Le 7 offre plus vite l'expérience du haut niveau

Avec le recul du vieux sage, Julien Candelon s'en réjouit : "On est tous des exemples différents, et le mien n’est pas celui qu’il faut retenir parce que j’y suis arrivé trop tard dans mon développement perso. Steeve (Barry) est l'exemple parfait du jeune aux portes d’une équipe première qui, pour s'assurer du temps de jeu et acquérir l'expérience du jeu avec des qualités physiques et techniques nouvelles, a fait ce pari de s’aguerrir avec le 7. A la sortie, son club formateur le rappelle, et le produit est différent". L'exemple parfait auquel il reste maintenant à illustrer les possibilités de réadaptation à XV.

Dans leurs pas, Sacha Valleau et Alexandre Gracbling, eux passés par l'antichambre de France développement - comme Arthur Retière, aussi - ont pris la même décision, l'an dernier. "Alors qu'il avait le choix avec le Stade toulousain, Sacha est venu avec nous et il est en train de se développer à grande vitesse", analyse Candelon qui cite en autres exemples internationaux le All Black Ardie Savea ou l'Anglais Maro Itoje. "Il gagne en maturité, mentalement, physiquement, techniquement. L'utilité du 7 est là". D'autant que sur le World Series à 7, l'intensité n'a rien à voir avec celle du championnat Espoirs.
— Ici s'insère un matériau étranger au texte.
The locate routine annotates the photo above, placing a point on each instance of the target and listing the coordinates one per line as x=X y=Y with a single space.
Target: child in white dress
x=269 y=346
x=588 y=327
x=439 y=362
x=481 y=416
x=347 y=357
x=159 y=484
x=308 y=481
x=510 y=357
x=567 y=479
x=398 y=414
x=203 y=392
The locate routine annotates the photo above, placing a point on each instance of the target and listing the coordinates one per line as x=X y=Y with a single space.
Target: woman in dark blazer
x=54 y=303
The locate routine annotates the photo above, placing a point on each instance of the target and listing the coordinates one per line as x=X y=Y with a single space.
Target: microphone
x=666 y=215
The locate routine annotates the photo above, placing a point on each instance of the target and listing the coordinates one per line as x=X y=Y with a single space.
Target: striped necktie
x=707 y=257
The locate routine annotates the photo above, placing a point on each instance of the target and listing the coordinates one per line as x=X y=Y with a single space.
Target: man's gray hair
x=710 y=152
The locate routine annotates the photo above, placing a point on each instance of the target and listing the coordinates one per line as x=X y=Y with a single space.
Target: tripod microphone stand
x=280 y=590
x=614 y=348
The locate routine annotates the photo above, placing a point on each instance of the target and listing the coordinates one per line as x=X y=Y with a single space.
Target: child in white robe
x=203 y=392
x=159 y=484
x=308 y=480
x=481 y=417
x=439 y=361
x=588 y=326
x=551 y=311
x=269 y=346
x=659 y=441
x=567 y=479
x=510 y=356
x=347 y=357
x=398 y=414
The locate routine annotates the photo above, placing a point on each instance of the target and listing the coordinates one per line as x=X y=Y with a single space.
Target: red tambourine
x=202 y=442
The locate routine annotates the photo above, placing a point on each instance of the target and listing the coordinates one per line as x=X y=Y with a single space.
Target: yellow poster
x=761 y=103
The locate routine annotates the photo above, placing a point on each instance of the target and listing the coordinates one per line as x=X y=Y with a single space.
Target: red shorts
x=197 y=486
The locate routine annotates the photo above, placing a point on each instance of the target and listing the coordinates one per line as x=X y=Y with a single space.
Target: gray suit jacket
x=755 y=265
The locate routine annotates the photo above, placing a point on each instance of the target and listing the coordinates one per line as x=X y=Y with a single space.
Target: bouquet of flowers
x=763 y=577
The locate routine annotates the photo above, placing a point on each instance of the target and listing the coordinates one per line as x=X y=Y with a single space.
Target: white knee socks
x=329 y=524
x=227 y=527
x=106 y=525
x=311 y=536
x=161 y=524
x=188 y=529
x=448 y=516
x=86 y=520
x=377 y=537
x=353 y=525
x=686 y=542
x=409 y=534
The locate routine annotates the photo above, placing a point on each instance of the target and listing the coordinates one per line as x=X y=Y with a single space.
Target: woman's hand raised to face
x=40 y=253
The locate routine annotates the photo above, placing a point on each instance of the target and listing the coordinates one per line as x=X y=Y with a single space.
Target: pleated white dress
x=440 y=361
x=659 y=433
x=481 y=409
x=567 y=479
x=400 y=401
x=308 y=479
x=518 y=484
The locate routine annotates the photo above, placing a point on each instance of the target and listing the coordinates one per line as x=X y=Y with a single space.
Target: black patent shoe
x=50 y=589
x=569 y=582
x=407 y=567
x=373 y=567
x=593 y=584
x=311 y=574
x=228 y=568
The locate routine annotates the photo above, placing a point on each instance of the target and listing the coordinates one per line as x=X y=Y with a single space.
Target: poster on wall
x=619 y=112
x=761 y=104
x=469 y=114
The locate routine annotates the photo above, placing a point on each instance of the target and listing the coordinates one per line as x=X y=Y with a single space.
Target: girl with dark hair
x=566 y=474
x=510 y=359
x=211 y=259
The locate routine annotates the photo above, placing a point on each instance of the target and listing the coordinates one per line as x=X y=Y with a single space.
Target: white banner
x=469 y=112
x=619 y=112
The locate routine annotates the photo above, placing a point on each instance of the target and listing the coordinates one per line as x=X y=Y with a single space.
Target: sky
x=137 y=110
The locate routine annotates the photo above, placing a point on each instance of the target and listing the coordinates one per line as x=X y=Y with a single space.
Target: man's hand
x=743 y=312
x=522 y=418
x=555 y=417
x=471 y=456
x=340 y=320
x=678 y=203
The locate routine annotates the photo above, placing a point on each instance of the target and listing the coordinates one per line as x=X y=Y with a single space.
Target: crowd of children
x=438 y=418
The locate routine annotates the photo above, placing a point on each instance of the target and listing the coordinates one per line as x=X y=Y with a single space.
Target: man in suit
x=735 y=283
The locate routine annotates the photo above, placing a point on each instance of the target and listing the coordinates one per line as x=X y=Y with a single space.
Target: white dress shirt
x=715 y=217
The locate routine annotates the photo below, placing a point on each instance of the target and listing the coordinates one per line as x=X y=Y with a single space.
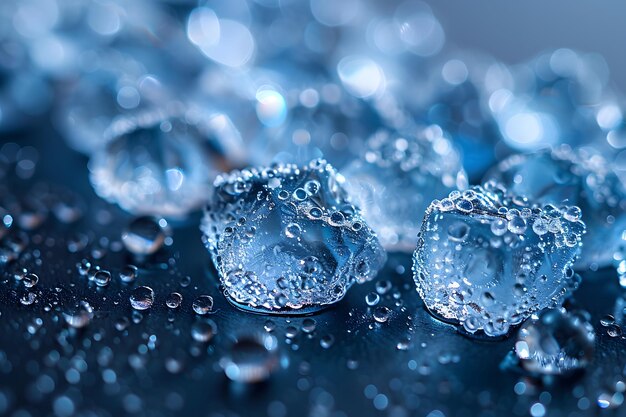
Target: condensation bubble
x=225 y=41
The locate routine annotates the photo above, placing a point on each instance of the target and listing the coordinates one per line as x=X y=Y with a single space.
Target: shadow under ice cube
x=487 y=259
x=284 y=239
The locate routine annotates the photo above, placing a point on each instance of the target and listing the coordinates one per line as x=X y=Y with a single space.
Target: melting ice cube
x=488 y=259
x=397 y=178
x=285 y=238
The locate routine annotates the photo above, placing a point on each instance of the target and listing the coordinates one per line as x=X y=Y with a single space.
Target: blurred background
x=116 y=117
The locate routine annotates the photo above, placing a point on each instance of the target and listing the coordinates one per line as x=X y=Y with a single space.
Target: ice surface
x=580 y=178
x=285 y=238
x=163 y=162
x=556 y=342
x=488 y=259
x=398 y=176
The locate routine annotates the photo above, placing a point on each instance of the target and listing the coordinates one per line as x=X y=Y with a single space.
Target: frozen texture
x=285 y=239
x=487 y=259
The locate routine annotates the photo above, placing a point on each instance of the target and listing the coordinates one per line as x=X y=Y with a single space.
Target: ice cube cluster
x=285 y=239
x=487 y=259
x=398 y=176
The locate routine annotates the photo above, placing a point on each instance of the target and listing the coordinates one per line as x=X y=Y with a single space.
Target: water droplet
x=372 y=298
x=173 y=300
x=381 y=314
x=203 y=305
x=30 y=280
x=327 y=341
x=555 y=342
x=203 y=331
x=128 y=273
x=79 y=315
x=142 y=298
x=308 y=325
x=102 y=278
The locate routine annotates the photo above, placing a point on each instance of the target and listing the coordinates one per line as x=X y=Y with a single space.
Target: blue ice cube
x=398 y=176
x=487 y=259
x=285 y=239
x=163 y=162
x=578 y=178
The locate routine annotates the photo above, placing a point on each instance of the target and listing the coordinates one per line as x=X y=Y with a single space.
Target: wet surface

Une 2e génération Seven, en attendant la suite

De par leur expérience, ceux-là sont des défricheurs. Maintenant suivis par d'autres, espère Jean-Claude Skrela qui encourage cette voie depuis un moment déjà. Le manager s'explique : "Aujourd’hui, on accuse la formation de tous les maux, parce que les joueurs ne sont pas ci, ne sont ça… Mais moi, je le dis depuis longtemps, s’ils ne sont pas confrontés au très haut-niveau, ils ne peuvent pas progresser, au niveau technique notamment. La formation ne se fait pas qu'avec des skills, mais en jouant ! Je pense qu'avec ces garçons, on démontre que le 7 permet de valider la réponse aux exigences du haut-niveau".

Sacha Valleau (France 7) - avril 2016

Sacha Valleau (France 7) - avril 2016AFP

L'intérêt pour le rugby à 7 est en tout cas grandissant. La réussite en tribunes du Paris Sevens n'y est pas pour rien. "Depuis, j'ai été pas mal sollicité, notamment par les jeunes de mon collège qui voulaient savoir comment faire pour arriver en équipe de France de 7, s’il existe des clubs", décrit Parez. "Un petit moment tragique où, en réponse, j'ai dû leur expliquer qu'on doit d'abord faire du XV pour faire du 7". L'un et l'autres ne doivent néanmoins pas se construire en opposition. "Sacha, si un club le veut, il faudra qu’il y aille s'il le souhaite", termine Jean-Claude Skrela. "Et c’est là qu’on gagnera des paris". La reconnaissance du 7 passe par eux.